不壊の槍は折られましたが、何か?

ミステリ書評家のブログのはずだが……。

東京交響楽団

  1. ベートーヴェン交響曲第8番
  2. リスト:ピアノ協奏曲第1番
  3. (アンコール)コンチェルトのフィナーレ再演
  4. R.シュトラウス交響詩英雄の生涯
  5. (アンコール)ヨゼフ・シュトラウス:ワルツ《うわごと》

ピアノ独奏ボリス・ベレゾフスキー、指揮はパーヴォ・ヤルヴィ

 オケの鳴りが素晴らしい! 非常に落ち着いた音色による、充実した鳴りっぷりで感動しますた。

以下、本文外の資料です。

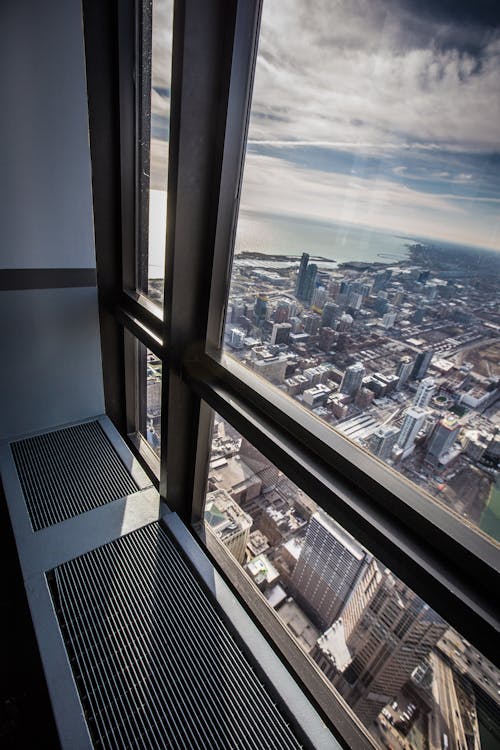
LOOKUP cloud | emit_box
[236,0,500,251]
[249,0,500,153]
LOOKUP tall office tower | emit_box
[413,377,435,409]
[331,570,447,725]
[253,294,268,325]
[347,291,363,311]
[426,415,461,461]
[367,425,400,461]
[311,286,327,309]
[295,252,310,298]
[229,298,246,323]
[205,489,253,564]
[303,313,321,335]
[397,407,428,452]
[270,322,291,346]
[396,355,414,390]
[411,349,433,380]
[340,362,365,396]
[274,300,291,323]
[321,302,340,328]
[301,263,318,304]
[291,512,369,629]
[382,311,397,329]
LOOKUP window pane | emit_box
[204,414,500,748]
[142,346,162,456]
[223,1,500,546]
[138,0,173,305]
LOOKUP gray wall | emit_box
[0,0,104,439]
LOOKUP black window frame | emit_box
[84,1,500,747]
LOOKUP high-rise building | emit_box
[367,425,399,460]
[229,328,246,349]
[396,355,414,390]
[274,299,291,323]
[295,252,310,298]
[253,294,268,325]
[347,291,363,311]
[270,322,291,346]
[291,512,369,629]
[340,362,365,397]
[321,302,340,328]
[205,488,252,564]
[426,415,461,461]
[411,349,433,380]
[321,569,447,725]
[311,286,327,309]
[382,311,397,329]
[302,313,321,335]
[413,377,435,409]
[301,263,318,304]
[397,407,428,453]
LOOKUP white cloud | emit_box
[249,0,500,153]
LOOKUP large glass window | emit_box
[137,0,173,306]
[221,1,500,547]
[109,1,500,746]
[203,414,500,749]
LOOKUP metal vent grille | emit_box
[11,421,139,531]
[50,522,303,750]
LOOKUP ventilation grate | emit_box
[11,421,139,531]
[50,522,304,750]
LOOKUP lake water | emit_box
[235,210,412,265]
[148,191,414,278]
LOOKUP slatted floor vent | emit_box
[49,522,304,750]
[11,421,139,531]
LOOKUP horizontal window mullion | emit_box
[184,355,500,668]
[114,304,165,360]
[202,351,499,571]
[119,291,164,341]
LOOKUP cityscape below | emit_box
[222,242,500,546]
[144,236,500,749]
[204,412,500,750]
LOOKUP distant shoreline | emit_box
[236,251,336,263]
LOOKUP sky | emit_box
[236,0,500,252]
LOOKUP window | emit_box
[221,0,500,549]
[202,414,500,748]
[92,1,500,748]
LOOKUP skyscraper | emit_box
[340,362,365,397]
[270,322,291,346]
[253,294,268,325]
[301,263,318,304]
[291,512,369,629]
[396,355,414,390]
[411,349,433,380]
[295,252,310,298]
[397,407,428,454]
[321,302,340,328]
[413,377,435,409]
[323,569,447,725]
[426,415,461,461]
[367,425,399,460]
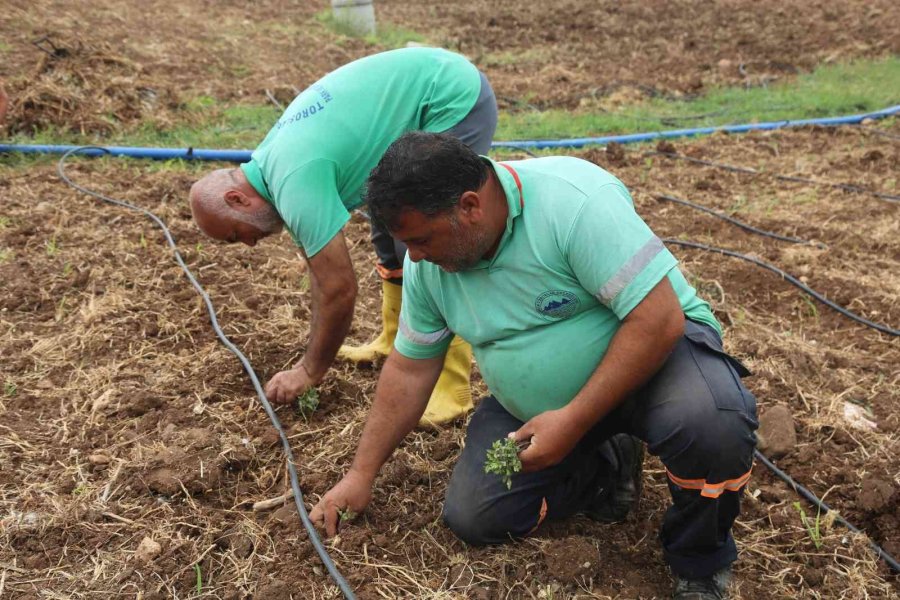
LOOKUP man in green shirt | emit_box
[189,48,497,425]
[311,133,758,599]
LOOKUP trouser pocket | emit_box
[684,320,754,413]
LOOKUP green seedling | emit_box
[55,296,68,322]
[484,437,524,490]
[45,236,60,256]
[639,157,654,185]
[801,295,819,320]
[337,507,357,523]
[3,380,16,397]
[194,562,203,594]
[296,388,320,420]
[793,501,823,549]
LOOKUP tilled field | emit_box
[2,0,899,134]
[1,123,898,599]
[2,0,900,597]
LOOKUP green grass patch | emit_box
[496,57,900,140]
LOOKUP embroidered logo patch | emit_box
[535,290,579,321]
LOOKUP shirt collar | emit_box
[484,156,524,223]
[480,156,524,266]
[239,159,273,203]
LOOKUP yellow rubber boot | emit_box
[338,280,401,362]
[419,336,474,428]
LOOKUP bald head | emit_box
[189,168,283,246]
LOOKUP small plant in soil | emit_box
[194,563,203,594]
[45,235,60,256]
[484,437,523,490]
[338,507,357,523]
[296,388,319,420]
[793,501,823,549]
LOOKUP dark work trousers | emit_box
[442,320,759,579]
[370,70,498,284]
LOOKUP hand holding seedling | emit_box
[510,407,583,472]
[264,362,319,404]
[310,470,373,537]
[484,437,524,489]
[296,388,319,420]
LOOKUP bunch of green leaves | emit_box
[296,388,320,420]
[484,437,523,490]
[337,507,357,523]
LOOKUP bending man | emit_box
[189,48,497,425]
[311,133,758,600]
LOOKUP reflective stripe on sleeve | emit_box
[398,316,452,346]
[666,468,753,499]
[595,236,665,305]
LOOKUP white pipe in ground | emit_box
[331,0,376,36]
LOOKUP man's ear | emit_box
[224,189,252,209]
[457,190,483,223]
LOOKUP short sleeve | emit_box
[566,183,678,320]
[393,258,453,360]
[273,160,350,257]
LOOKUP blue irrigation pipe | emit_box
[2,105,898,159]
[496,104,900,149]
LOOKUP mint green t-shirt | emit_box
[394,157,721,422]
[240,48,481,256]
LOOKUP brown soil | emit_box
[2,0,898,132]
[2,1,900,598]
[2,123,898,598]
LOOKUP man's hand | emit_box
[510,408,585,473]
[264,365,317,404]
[310,471,374,537]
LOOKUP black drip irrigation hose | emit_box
[655,194,826,248]
[56,147,356,600]
[754,450,900,574]
[664,239,899,337]
[649,151,900,204]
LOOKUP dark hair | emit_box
[365,132,489,230]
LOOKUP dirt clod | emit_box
[858,476,896,513]
[757,404,797,458]
[134,537,161,564]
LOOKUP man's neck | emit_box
[480,169,510,261]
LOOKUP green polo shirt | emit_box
[394,157,721,422]
[238,47,481,256]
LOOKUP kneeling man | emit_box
[311,133,758,599]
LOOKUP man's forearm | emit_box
[301,275,355,378]
[564,282,684,437]
[349,352,444,481]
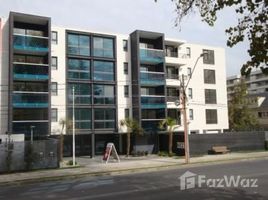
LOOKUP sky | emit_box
[0,0,250,76]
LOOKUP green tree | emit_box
[120,118,143,157]
[228,78,259,131]
[159,117,178,156]
[155,0,268,75]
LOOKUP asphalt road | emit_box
[1,159,268,200]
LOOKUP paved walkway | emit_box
[0,151,267,185]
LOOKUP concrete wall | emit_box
[0,139,59,173]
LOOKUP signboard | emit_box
[102,143,120,164]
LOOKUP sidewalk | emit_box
[0,151,267,185]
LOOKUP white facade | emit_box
[0,18,229,136]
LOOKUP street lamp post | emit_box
[72,86,76,166]
[180,53,204,164]
[30,126,35,145]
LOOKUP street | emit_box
[0,159,267,200]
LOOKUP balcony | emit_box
[13,34,48,52]
[141,96,166,109]
[13,93,48,108]
[165,51,178,58]
[140,48,164,64]
[13,64,48,81]
[165,53,189,65]
[140,72,165,85]
[166,73,178,80]
[166,96,179,102]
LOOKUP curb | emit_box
[1,155,268,186]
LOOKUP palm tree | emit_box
[120,118,143,157]
[159,117,177,156]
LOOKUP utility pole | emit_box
[180,53,205,164]
[30,126,35,145]
[72,86,76,166]
[181,75,190,164]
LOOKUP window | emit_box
[258,112,268,118]
[68,59,90,80]
[123,40,128,51]
[124,62,128,75]
[51,108,57,122]
[166,66,178,79]
[167,88,179,102]
[67,34,90,56]
[206,109,218,124]
[52,57,57,70]
[204,69,216,84]
[187,68,192,78]
[68,83,91,104]
[203,49,215,65]
[188,88,193,99]
[68,108,91,129]
[93,37,114,58]
[124,85,129,97]
[186,47,191,58]
[93,61,114,81]
[189,109,193,120]
[165,45,177,57]
[125,109,129,118]
[205,89,217,104]
[51,82,57,95]
[52,31,58,44]
[94,109,115,129]
[94,85,115,104]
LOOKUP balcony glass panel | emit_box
[13,35,48,52]
[94,85,115,104]
[68,83,91,105]
[140,48,164,63]
[140,72,165,85]
[141,96,166,109]
[68,108,91,129]
[13,93,48,108]
[13,64,48,80]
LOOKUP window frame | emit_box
[52,31,58,44]
[204,69,216,84]
[123,39,128,51]
[206,109,218,124]
[124,85,129,97]
[124,62,128,75]
[51,56,58,70]
[51,108,58,122]
[205,89,217,104]
[51,82,58,96]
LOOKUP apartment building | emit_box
[227,71,268,130]
[0,12,229,155]
[227,70,268,99]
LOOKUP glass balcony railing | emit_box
[141,96,166,109]
[13,93,48,108]
[140,72,165,85]
[140,48,164,63]
[13,34,48,52]
[13,64,49,80]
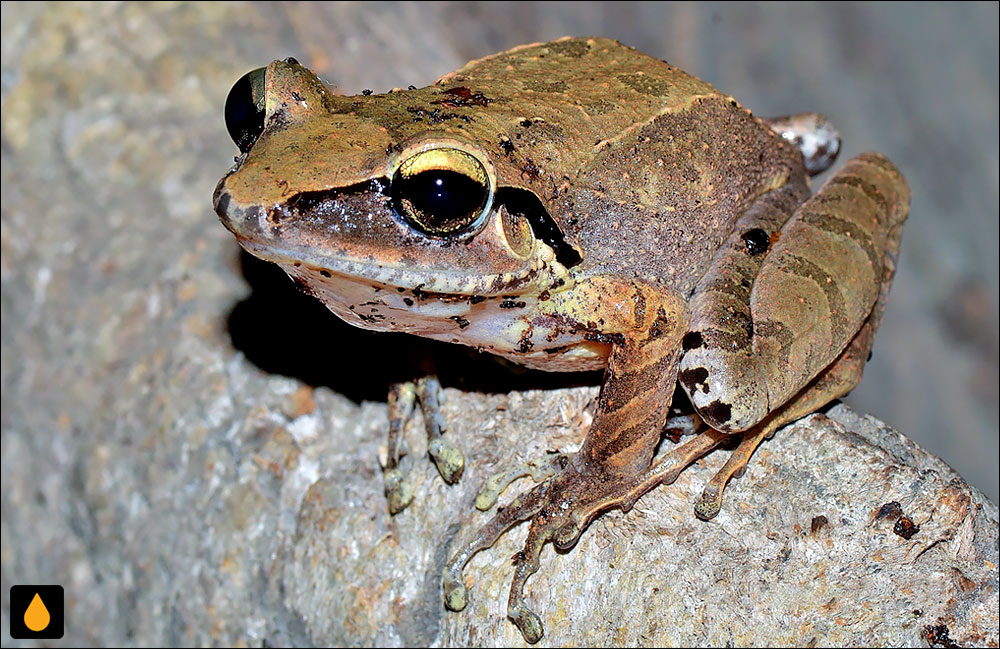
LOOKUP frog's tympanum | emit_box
[215,37,908,642]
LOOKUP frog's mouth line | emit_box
[237,238,560,298]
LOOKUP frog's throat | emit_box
[238,239,571,298]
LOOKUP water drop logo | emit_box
[24,593,51,631]
[9,585,64,639]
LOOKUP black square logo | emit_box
[9,585,64,639]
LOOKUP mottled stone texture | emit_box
[2,3,997,647]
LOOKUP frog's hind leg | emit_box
[694,186,906,518]
[383,374,464,514]
[680,152,909,518]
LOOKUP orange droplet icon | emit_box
[24,592,51,632]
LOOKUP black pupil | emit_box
[225,69,265,153]
[392,168,487,235]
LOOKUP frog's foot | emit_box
[693,426,772,520]
[473,452,570,511]
[383,375,464,514]
[443,429,727,643]
[762,112,841,176]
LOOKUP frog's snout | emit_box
[212,178,230,220]
[212,177,257,239]
[212,177,240,235]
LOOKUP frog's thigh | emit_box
[681,152,909,432]
[672,181,807,427]
[758,225,904,437]
[694,270,903,520]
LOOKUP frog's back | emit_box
[444,36,723,163]
[327,37,804,293]
[341,37,725,177]
[447,37,805,294]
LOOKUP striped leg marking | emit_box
[680,152,910,434]
[444,277,690,644]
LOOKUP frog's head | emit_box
[214,59,576,299]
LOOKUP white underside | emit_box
[283,263,610,372]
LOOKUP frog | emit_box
[214,37,909,643]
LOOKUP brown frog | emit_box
[214,37,908,643]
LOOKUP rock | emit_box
[6,358,999,646]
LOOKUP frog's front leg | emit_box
[383,373,463,514]
[443,276,691,643]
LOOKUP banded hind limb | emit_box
[676,151,909,519]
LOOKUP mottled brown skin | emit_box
[217,37,799,299]
[214,37,910,643]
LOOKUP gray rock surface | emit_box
[2,3,997,646]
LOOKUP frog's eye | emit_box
[391,148,492,237]
[225,67,267,154]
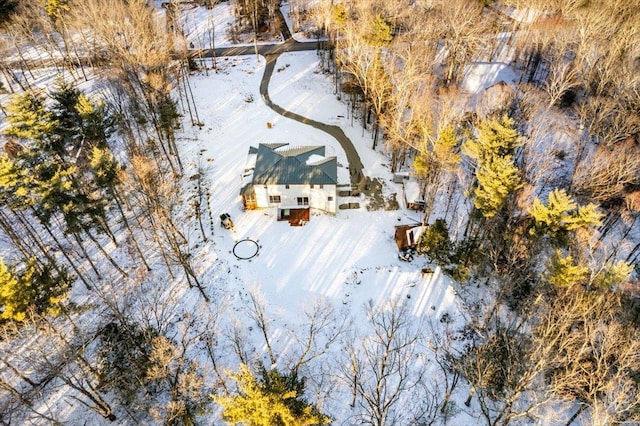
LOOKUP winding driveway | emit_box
[198,13,367,189]
[259,54,365,188]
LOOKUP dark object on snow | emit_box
[220,213,234,230]
[398,248,415,262]
[233,238,260,260]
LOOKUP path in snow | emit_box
[199,15,384,201]
[260,53,366,188]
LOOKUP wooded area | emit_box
[0,0,638,424]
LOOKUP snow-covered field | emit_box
[171,50,467,425]
[178,52,460,328]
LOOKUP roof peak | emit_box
[248,143,337,186]
[271,144,324,158]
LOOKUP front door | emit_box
[279,208,291,220]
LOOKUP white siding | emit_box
[253,184,336,214]
[310,184,336,214]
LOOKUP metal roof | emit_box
[250,143,338,186]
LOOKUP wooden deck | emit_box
[279,208,310,226]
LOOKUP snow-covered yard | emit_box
[178,52,460,327]
[162,44,468,425]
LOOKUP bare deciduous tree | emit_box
[339,301,432,426]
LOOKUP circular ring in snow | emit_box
[233,239,260,260]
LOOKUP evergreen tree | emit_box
[473,154,522,218]
[417,219,452,264]
[3,91,58,145]
[49,81,113,160]
[89,146,120,189]
[213,363,330,426]
[364,14,392,47]
[412,151,432,182]
[0,258,21,321]
[2,85,112,238]
[97,320,159,405]
[76,94,112,148]
[462,115,521,162]
[0,257,71,322]
[413,125,461,182]
[543,250,589,288]
[8,146,108,238]
[433,125,461,170]
[0,154,37,210]
[592,261,634,289]
[50,80,84,153]
[463,115,523,218]
[40,0,69,21]
[529,188,603,241]
[331,3,347,30]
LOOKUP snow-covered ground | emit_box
[179,1,238,48]
[138,33,472,421]
[0,2,549,424]
[178,52,459,320]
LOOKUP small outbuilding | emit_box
[394,224,426,251]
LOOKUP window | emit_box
[328,196,334,201]
[269,195,281,204]
[320,184,324,189]
[297,197,309,206]
[285,184,290,189]
[310,184,315,189]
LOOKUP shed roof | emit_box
[241,143,337,193]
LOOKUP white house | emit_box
[240,143,338,223]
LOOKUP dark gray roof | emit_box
[251,143,338,186]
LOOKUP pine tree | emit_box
[3,91,58,144]
[543,250,589,288]
[213,364,330,426]
[89,146,120,189]
[50,79,83,145]
[417,219,452,264]
[473,155,522,218]
[0,258,22,321]
[76,94,112,148]
[592,261,634,289]
[40,0,69,21]
[529,188,576,234]
[364,14,392,47]
[413,125,461,181]
[97,320,159,405]
[564,202,603,231]
[0,154,36,210]
[462,115,521,163]
[412,151,432,181]
[48,81,113,161]
[463,115,523,218]
[433,125,461,170]
[2,87,113,237]
[0,257,71,322]
[529,188,603,240]
[331,3,347,30]
[89,146,150,270]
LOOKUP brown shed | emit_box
[394,225,425,251]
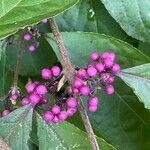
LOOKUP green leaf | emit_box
[56,0,127,40]
[87,81,150,150]
[117,63,150,109]
[47,32,150,68]
[46,32,150,149]
[0,0,79,40]
[5,36,57,76]
[0,41,13,98]
[0,105,33,150]
[139,42,150,57]
[36,113,115,150]
[101,0,150,42]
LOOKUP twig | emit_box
[12,35,24,88]
[49,17,99,150]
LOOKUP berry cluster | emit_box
[43,97,77,123]
[23,33,37,53]
[1,50,120,124]
[21,65,61,107]
[69,51,120,112]
[23,18,48,53]
[41,66,78,123]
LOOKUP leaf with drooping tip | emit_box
[117,63,150,109]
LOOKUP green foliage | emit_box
[47,32,150,150]
[118,63,150,109]
[101,0,150,42]
[0,0,79,40]
[36,113,115,150]
[0,105,33,150]
[0,0,150,150]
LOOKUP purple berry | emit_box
[88,105,98,112]
[109,52,116,61]
[104,85,114,94]
[51,66,61,76]
[26,82,36,93]
[103,58,113,68]
[111,64,120,73]
[72,78,83,88]
[80,85,90,96]
[2,110,10,117]
[36,85,47,95]
[58,111,68,121]
[28,44,36,52]
[67,107,77,117]
[87,63,95,68]
[41,68,52,79]
[43,111,54,122]
[101,52,110,59]
[100,73,111,83]
[11,94,18,101]
[77,69,87,79]
[95,62,104,73]
[72,88,79,94]
[40,97,48,105]
[29,94,40,106]
[87,66,97,77]
[21,97,30,106]
[51,105,61,115]
[42,19,48,24]
[107,76,115,83]
[52,116,60,123]
[90,51,99,60]
[88,97,99,106]
[66,97,77,108]
[23,33,32,41]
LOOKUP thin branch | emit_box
[49,17,100,150]
[12,35,24,88]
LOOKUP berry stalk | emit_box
[49,17,100,150]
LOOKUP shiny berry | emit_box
[51,66,61,76]
[29,94,40,106]
[28,44,36,52]
[109,52,116,61]
[103,58,113,68]
[26,82,36,93]
[41,68,52,79]
[43,111,54,122]
[104,85,114,94]
[88,105,98,112]
[36,85,47,95]
[21,97,30,106]
[88,97,99,106]
[2,110,10,117]
[23,33,32,41]
[51,105,61,115]
[90,51,99,60]
[66,97,77,108]
[40,97,48,105]
[101,52,110,59]
[67,107,77,117]
[72,78,83,88]
[11,94,18,101]
[80,85,90,96]
[95,62,104,73]
[52,116,60,123]
[112,64,120,73]
[87,66,97,77]
[42,19,48,24]
[58,111,68,121]
[77,69,87,79]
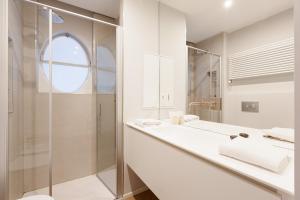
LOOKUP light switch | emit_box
[241,101,259,113]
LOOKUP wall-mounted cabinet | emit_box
[143,54,160,109]
[159,56,175,108]
[141,2,186,118]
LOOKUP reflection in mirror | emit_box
[158,0,294,129]
[187,46,222,122]
[152,2,295,195]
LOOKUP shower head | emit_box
[40,8,64,24]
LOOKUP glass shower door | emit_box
[187,47,222,122]
[210,54,222,122]
[95,22,117,195]
[19,4,52,198]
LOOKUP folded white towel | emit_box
[134,119,161,127]
[264,127,294,143]
[219,138,289,173]
[183,115,200,122]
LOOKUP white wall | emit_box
[122,0,160,123]
[122,0,186,194]
[122,0,160,194]
[197,9,294,129]
[159,3,187,119]
[224,9,294,129]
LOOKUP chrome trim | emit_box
[41,60,91,68]
[48,9,53,196]
[116,26,124,199]
[158,1,161,120]
[219,54,223,122]
[187,45,221,57]
[209,54,212,121]
[23,0,119,27]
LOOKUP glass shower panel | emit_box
[94,22,117,195]
[8,33,25,200]
[210,55,222,122]
[8,1,119,199]
[20,4,50,198]
[187,48,222,122]
[188,49,211,121]
[50,9,97,196]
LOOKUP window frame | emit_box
[40,32,91,93]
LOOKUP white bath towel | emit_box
[134,119,161,127]
[264,127,294,143]
[219,138,289,173]
[183,115,200,122]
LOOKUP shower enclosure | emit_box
[187,46,222,122]
[6,0,123,199]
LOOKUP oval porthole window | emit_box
[42,33,90,93]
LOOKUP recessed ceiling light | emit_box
[224,0,233,8]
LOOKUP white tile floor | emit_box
[23,175,115,200]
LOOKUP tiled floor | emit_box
[125,190,159,200]
[23,175,115,200]
[23,174,158,200]
[97,165,116,194]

しかもパートバランスが見通しよく、響きが混濁しないのにもいたく感心。解釈上も、刹那的な盛り上げや興奮はなく、奇を衒うような表情付けもなし。実に大人な演奏であったと思う。この日のハイライトは、《英雄の生涯》ラスト数分でしょうな。こういうサウンドが本当に似合う部分なもので。会場も、狂熱的なブラボーはなく、演奏に相応しい落ち着いた、しかし長い拍手をもって演奏者を讃えていた。なお、ベートーヴェンも大きな編成でやっていたのが興味深かった。この世代の指揮者としては珍しいですな。アンコールも非常に素晴らしかった。ていうか《うわごと》かよ! 驚愕したのは、件の序奏にまるでシベリウスのような冷たい空気が感じられたこと。一瞬何の曲かわからなかった。この曲だけに限らず、絶対に暑苦しくならないのも良い。パーヴォ・ヤルヴィ、実にいい感じの指揮者ですね。拍手されている際、オーケストラを立たせようとするヤルヴィの指示にオケが従わない場面も二度あり、オーケストラもこの指揮者を高く評価しているのが伺えた。パーヴォ・ヤルヴィが来年から本格的にN響に略奪されることを知っている身としては、《また来て下さい!》という懇願が込められているように思われ、何だかいたたまれなかったのだが……。パーヴォはこのままNHKにしか客演しなくなるのだろうか? そうなった時には、東京交響楽団クリスティアン・ヤルヴィを招聘すれば楽しいことになるだろう。いっそのこと時を同じくして日本フィルがネーメ・ヤルヴィを招いて、ヤルヴィ家の面々in Tokyoとかやりませんか。不可能ではないはず。でもNHK交響楽団を除いて、日本のオケにはそんな金ありませんかそうですか。

 ベレゾフスキーは所謂ヴィルトゥオーゾ。うまいのはデフォルトだが、その派手な弾きっぷりと、地味な充実を体現するオケとの対比が面白かった。